Working with Xarray#

Xarray is a class of objects added to the regular python system that allows storing data in a more organized method. The format is very similar to netCDF classic model (netCDF3). It can read netCDF files efficiently and handle some issues associated with incorrectly designed netCDF files.

Xarray also has extetions to use the Numpy, Pandas, Dask and SciPy libaries directly. Think of Xarray as a tool for organizing data in a way that other libaries can be used on the data efficiently.

The primary difference between Xarray and Pandas is that Pandas is designed to handle 1-D data while Xarray can handle n-D data and metadata about the data.

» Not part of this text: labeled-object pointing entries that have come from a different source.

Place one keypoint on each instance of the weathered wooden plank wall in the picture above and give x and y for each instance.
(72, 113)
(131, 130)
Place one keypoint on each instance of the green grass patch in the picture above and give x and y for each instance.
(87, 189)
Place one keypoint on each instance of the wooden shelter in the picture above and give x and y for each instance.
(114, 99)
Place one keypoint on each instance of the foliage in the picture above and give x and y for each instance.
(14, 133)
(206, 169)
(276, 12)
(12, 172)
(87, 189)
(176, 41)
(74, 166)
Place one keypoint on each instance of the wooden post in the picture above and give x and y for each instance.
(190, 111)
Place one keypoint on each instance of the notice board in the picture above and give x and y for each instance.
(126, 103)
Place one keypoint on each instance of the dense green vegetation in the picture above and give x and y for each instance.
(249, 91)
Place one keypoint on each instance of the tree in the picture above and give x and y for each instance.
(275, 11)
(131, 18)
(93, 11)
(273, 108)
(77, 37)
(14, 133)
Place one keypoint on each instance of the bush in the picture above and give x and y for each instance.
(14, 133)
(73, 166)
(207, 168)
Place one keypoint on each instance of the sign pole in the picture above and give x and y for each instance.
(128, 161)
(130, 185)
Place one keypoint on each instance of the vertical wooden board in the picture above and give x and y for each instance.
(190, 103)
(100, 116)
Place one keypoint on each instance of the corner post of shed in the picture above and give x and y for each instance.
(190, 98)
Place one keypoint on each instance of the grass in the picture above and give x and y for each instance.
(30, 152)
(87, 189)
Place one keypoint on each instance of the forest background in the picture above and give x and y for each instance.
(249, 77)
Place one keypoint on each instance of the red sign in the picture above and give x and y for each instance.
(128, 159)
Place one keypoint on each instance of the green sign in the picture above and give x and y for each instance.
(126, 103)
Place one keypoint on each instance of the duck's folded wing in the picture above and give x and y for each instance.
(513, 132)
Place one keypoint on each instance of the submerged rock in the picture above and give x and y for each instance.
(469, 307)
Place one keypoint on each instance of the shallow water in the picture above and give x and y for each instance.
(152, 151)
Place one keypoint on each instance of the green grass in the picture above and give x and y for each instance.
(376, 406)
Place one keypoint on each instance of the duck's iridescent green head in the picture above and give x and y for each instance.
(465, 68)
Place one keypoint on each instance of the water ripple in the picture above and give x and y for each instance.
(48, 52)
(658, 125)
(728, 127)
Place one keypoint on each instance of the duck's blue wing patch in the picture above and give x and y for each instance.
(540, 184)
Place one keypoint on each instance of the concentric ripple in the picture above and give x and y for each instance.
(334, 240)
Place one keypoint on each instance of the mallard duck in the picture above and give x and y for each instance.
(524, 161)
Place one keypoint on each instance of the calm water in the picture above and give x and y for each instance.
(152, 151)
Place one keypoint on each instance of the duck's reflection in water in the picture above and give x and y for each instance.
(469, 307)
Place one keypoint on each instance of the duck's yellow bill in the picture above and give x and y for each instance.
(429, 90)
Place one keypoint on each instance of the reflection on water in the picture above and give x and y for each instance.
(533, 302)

The one downside is that Xarray has very powerful functions with less great documentation. May need to dig a bit to get the best way to perform a task.

import numpy as np
import xarray as xr  # Convention is to import xarray as xr

DataArray#

Here we create some data with Numpy and put into an Xarray DataArray. Notice how there is a concept of dimentionality built into DataArray. “xarray.DataArray (dim_0: 10000)”. But because we didn’t define the dimention name a generic one was created for us.

data = np.arange(10_000)  # This is a numpy array
xr_da = xr.DataArray(data)  # Create the Xarray DataArray using Numpy array.
xr_da

This time create a time array to match the data array shape. Time will be one minute time steps. The time array will become a coordinate variable to describe the values along the dimention we defined and named “time”. The coordinate is set to the time array and the dimention is set to “time” string.

time = np.array('2019-11-01T00:00:00', dtype='datetime64[m]') + np.arange(data.size)
xr_da = xr.DataArray(data, dims=['time'], coords=[time])
xr_da

We can add attributes describing metadata about the data.

xr_da.attrs['long_name'] = 'Amazing data that will win me a Nobel prize.'
xr_da.attrs['units'] = 'degK'
xr_da.attrs['valid_min'] = 0.
xr_da.attrs['valid_max'] = 10000.
xr_da

Same as above but all in one step while creating the DataArray.

xr_da = xr.DataArray(
    data, dims=['time'],
    coords=[time],
    attrs={'long_name': 'Amazing data that will win me a Nobel prize.',
           'units': 'degK',
           'valid_min': 0.,
           'valid_max': 10000.})
xr_da

To extract the data values only we use the .values attribute on the DataArray

xr_da.values

To extract the attributes as a dictionary we use the .attrs attribute.

xr_da.attrs

Or the attrs decorator can also accept a name for a specific attribute

xr_da.attrs['long_name']
type(xr_da)
type(xr_da.values)
type(xr_da.attrs)

Dataset#

The full power of Xarray comes from using Datasets. A Dataset is a collection of DataArrays. The beauty of Datasets is holding all the corresoponding data together and performing functions on multiple DataArrays in the Datasets all at once. This becomes very powerful and very fast!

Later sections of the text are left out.